Dunque, cosa ci viene rivenduto in questo caso? Trump ha sparato un grande numero, 1.500 miliardi di dollari. Ma una bozza fatta trapelare del programma dice che esso riguarderà soltanto 200 miliardi di dollari di risorse federali. Il resto si suppone sia una spesa indotta da parte di investitori privati. È più o meno una fregatura. Come funziona?

Fondamentalmente, la risposta è che non funziona. Gli investitori privati non investiranno in infrastrutture pubbliche se non hanno garantito un rendimento. Il tutto funziona se gli verrà data la proprietà, e dalla successiva capacità di raccogliere entrate dal pubblico degli utenti.

Primo punto: molte infrastrutture semplicemente non funzionano in quel modo. Non c’è modo di rivolgersi ai centri di profitto per i sistemi delle fognature, per gli argini dei fiumi e per una quantità di altre cose.

In secondo luogo, anche laddove funzionasse – diciamo sulle autostrade e sui ponti a pedaggio – quell’investimento privato non sarebbe gratis; esso verrebbe in cambio della possibilità di raccogliere canoni dal pubblico, che non sono niente altro che tasse in un’altra forma. E non c’è prova che facendo un investimento pubblico in tali modi, esso sarebbe un risparmio di soldi. Al contrario, di solito esso finisce col costare ai contribuenti che avere soltanto il Governo che provvede.

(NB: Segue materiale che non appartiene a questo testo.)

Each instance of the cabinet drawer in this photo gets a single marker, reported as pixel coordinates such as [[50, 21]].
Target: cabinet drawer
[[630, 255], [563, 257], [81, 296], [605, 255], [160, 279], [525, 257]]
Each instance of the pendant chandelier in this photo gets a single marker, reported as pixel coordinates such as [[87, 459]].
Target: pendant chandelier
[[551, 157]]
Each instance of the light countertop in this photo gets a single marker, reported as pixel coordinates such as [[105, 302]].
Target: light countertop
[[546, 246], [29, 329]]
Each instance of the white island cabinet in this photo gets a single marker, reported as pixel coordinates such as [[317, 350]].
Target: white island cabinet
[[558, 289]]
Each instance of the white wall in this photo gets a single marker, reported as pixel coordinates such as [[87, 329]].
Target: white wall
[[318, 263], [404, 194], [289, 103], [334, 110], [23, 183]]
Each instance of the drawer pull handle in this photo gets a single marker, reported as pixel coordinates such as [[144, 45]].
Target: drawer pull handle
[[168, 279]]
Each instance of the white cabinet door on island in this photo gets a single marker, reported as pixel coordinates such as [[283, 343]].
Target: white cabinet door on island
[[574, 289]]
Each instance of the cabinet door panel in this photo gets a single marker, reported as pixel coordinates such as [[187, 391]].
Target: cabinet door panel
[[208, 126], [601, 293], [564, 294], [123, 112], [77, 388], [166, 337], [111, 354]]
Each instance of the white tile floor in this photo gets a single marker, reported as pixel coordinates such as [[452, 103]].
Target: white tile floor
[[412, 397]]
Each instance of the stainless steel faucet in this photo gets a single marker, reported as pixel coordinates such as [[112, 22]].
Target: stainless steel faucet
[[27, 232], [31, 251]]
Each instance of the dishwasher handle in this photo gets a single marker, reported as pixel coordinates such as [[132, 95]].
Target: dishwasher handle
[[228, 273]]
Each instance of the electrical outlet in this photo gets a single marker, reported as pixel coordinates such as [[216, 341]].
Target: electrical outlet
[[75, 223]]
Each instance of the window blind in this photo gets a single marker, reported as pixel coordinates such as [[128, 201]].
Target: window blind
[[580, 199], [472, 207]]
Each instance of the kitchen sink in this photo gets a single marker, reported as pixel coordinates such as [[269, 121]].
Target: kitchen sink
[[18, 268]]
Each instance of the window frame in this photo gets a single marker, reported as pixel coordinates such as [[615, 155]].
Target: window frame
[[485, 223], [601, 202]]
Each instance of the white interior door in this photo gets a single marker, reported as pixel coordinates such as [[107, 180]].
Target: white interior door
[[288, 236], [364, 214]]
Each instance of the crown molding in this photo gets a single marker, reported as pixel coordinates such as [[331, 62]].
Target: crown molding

Ma un momento, è peggio ancora. Da dove vengono persino i 200 miliardi? Non è affatto chiaro che si tratti di finanziamenti aggiuntivi, gran parte di essi sarebbero probabilmente soldi che sarebbero stati spesi in ogni caso in progetti pubblici.

Il che significa che non stiamo parlando di un programma per costruire infrastrutture quanto di un piano per convertire quelli che sarebbero stati progetti pubblici in rischiose imprese private, presumibilmente con grandi sgravi fiscali.

E a chi andrebbero questi schemi di privatizzazioni redditizi? È il caso di fare la domanda?

 

 

 

 

 

[1] Queste invenzioni di parole tramite accostamento dell’oggetto al nome dell’uomo politico a noi appaiono tra il fantasioso e il cervellotico. Ma piacciono molto agli americani: Obamacare, Reaganomics, Abenomics etc. etc.